Dynamo is a distributed inference orchestration platform designed for large language models. It functions as a system to coordinate prefill and decode phases across GPU nodes, utilizing a multi-backend runtime adapter to connect engines like vLLM and TensorRT-LLM through a unified block-oriented memory interface. An OpenAI-compatible API server provides the frontend for integration with existing tools and clients.
The project is distinguished by its disaggregated serving architecture, which separates prompt processing and token generation onto independent GPU pools to optimize throughput and memory. It employs a key-value cache-aware request router that directs queries to workers holding relevant cache entries to reduce recomputation. High-speed data transfer mechanisms move cache blocks and weights directly between GPU VRAMs over RDMA or NVLink to minimize latency.

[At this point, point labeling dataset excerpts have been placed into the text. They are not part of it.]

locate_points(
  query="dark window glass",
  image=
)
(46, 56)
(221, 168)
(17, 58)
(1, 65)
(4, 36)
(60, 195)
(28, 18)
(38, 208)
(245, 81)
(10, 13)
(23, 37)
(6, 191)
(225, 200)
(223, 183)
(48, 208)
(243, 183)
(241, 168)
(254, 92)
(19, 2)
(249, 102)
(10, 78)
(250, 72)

The platform includes comprehensive capabilities for distributed fault tolerance, allowing in-flight requests to migrate and resume from failure points via token-state continuation. It features SLA-based autoscaling and performance profiling to right-size GPU pools and a Kubernetes-native operator for topology-aware scheduling. Additional support covers multimodal inference for images, video, and audio, alongside dynamic swapping of LoRA adapters.
Installation is available via wheels, container images, charts, and crates, with support for major Linux distributions and NVIDIA GPU architectures from Ampere through Blackwell.